Penemuan sejumlah arca-batu bercorak Hindu dan Buddha (meski dibuat sangat
sederhana) menandakan bahwa mereka—terutama kaum bangsawan—memercayai dan
mempraktikkan ajaran-ajaran Hindu-Buddha. Meski jarang sekali ditemukan candi
yang bercorak Hindu-Buddha, tak dipungkiri bahwa masyarakat Sunda Kuno—terutama
keluarga raja—menganut agama-agama dari India itu, yang kemudian dipadukan
dengan kepercayaan nenek-moyang mereka, yaitu Sunda Wiwitan.
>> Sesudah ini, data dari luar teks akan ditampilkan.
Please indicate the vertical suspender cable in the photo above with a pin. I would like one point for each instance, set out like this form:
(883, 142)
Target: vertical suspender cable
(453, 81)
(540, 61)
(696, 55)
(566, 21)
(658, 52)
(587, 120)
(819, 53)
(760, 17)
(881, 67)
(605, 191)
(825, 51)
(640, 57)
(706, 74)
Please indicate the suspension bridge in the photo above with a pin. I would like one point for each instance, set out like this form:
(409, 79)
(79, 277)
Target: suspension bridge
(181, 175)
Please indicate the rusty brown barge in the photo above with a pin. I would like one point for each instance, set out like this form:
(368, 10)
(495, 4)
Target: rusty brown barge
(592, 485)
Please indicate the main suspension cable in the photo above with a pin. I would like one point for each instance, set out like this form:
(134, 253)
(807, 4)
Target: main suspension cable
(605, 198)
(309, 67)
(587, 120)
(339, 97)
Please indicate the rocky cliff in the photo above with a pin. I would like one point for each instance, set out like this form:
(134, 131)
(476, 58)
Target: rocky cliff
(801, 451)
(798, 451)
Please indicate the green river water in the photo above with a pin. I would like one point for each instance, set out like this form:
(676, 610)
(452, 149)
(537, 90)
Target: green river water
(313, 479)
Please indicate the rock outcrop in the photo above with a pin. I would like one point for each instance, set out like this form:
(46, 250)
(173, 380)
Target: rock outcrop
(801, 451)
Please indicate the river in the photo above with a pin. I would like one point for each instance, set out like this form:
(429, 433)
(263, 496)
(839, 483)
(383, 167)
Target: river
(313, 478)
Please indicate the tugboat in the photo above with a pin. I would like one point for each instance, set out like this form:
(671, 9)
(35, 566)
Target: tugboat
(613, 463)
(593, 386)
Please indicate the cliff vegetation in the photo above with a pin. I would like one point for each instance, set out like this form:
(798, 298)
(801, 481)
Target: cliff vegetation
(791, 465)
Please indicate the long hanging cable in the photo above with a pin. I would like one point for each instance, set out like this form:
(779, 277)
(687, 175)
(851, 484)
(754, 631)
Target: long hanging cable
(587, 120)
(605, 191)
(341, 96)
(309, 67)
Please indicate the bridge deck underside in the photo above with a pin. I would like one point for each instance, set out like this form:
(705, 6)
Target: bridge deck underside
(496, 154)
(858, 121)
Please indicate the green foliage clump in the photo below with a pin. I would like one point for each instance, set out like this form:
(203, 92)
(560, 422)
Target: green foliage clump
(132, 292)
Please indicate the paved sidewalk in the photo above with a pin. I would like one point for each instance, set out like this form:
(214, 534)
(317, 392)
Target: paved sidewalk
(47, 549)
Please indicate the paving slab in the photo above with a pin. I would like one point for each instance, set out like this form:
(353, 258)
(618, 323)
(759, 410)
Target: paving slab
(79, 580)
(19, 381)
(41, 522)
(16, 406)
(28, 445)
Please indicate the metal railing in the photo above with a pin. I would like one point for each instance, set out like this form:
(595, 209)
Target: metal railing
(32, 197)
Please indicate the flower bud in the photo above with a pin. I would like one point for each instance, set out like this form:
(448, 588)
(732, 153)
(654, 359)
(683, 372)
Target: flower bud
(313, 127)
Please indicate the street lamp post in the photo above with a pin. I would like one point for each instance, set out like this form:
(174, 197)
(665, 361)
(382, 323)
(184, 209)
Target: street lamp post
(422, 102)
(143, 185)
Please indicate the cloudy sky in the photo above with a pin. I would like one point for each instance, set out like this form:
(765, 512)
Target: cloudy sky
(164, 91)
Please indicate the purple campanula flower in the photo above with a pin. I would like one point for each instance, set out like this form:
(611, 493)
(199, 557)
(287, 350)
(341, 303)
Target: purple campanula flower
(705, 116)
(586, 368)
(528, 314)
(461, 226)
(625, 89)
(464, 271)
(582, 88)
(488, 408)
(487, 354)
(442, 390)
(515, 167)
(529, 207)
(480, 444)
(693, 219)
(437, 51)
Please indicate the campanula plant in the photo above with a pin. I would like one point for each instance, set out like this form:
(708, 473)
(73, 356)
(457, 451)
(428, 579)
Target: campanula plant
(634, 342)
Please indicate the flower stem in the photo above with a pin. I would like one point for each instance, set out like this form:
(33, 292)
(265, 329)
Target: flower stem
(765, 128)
Sejak masa Salakanagara dan
Tarumanagara, raja-raja di Sunda memiliki gelar yang sangat kental warna Hindu
maupun Buddha. Gelar “dewawarman” yang berarti “baju perisai dewa”, tentu
mengacu kepada kepercayaan Hindu, selain karena pendiri Salakanagara berasal
dari negeri India. Mereka begitu memuja dewa-dewa Hindu seperti Surya, Wisnu,
dan Siwa.
Kehidupan agama masyarakat Sunda
kuno dapat dilihat dari, misalnya, naskah Sanghyang Sisksakandang Karesian
(disebut pula Kropak 603) yang ditulis pada 1518 atau Carita Parahyangan yang
ditulis pada 1580 M. Berdasarkan naskah tersebut, terang sekali bahwa agama
orang Sunda terdiri atas tiga kepercayaan utama, yaitu tradisi Sunda Wiwitan
(Sunda asli) yang begitu memuja leluhur (hyang), Buddhisme, dan Hindu. Oleh
masyarakat Sunda, kepercayaan Buddha dan Hindu tersebut dipadukan yang
cenderung lebih mengarah kepada Buddhaisme. Perpaduan kedua agama ini dapat
dilihat dari doa (semacam “syahadat”) mereka yang diucapkan ketika upacara
keagamaan berlangsung. Doa tersebut berbunyi: “Hong kara nomo Sewaya, sembah
ing hulun di Sanghyang Panca Tatagata”, yang artinya: “Ya Tuhan, segala
perbuatan demi nama Siwa, sembahku kepada Sanghyang Buddha yang lima.” Jelas
sekali corak sikretisme dalam doa tersebut. Sanghyang Buddha yang 5 atau Dyani
Buddha adalah posisi Buddha dalam bersemadi yang mengacu kepada arah mata
angin, yakni :
- amogasiddha (utara);
- akshobya (timur);
- ratnasambhawa (selatan);
- amithabba (barat);
- wairocana (pusat/zenit).
Sementara itu, dalam Hindu pun
terdapat lima dewa, disebut Batara Jagat atau Lokapala. Akan tetapi, para dewa
tersebut tidak dianggap tuhan melainkan tunduk kepada Hyang (dewata bakti di
Hyang). Maka dari itu dikatakan, “Sing para dewata kabeh pada bakti ke Batara
Seda Niskala” (Semua dewa tunduk kepada Batara Seda Niskala). Adapun kelima
dewa tersebut adalah :
- Wisnu (utara);
- Isora/Iswara (timur);
- Mahadewa (selatan);
- Bratha (barat);
- Siwa (tengah).
Agama Buddha yang berkembang di
Jawa Barat (dan juga di kerajaan-kerajaan kuno lainnya di Nusantara) adalah
Buddha Mahayana. Pada abad ke-7, Sriwijaya bahkan merupakan pusat studi Buddha
Mahayana di sekitar Asia Timur-Tenggara. Mahzab Mahayana ini menitikberatkan
kepada usaha saling membantu antarpengikutnya dalam mencapai kebebasan jiwa
(nirvana), berbeda dengan Buddha Hinayana yang lebih bersifat individualistis
dalam mencapai nirwana. Aliran Hinayana berkembang di Sri Langka, Burma, dan
Thailand; namun kemudian tak berkembang dan lebih dulu menghilang. Sebaliknya,
aliran Mahayana ini kemudian terpengaruh oleh Hinduisme, yang mengakibatkan
makin menjauhnya ajarannya dari ajaran Siddharta Gautama sendiri.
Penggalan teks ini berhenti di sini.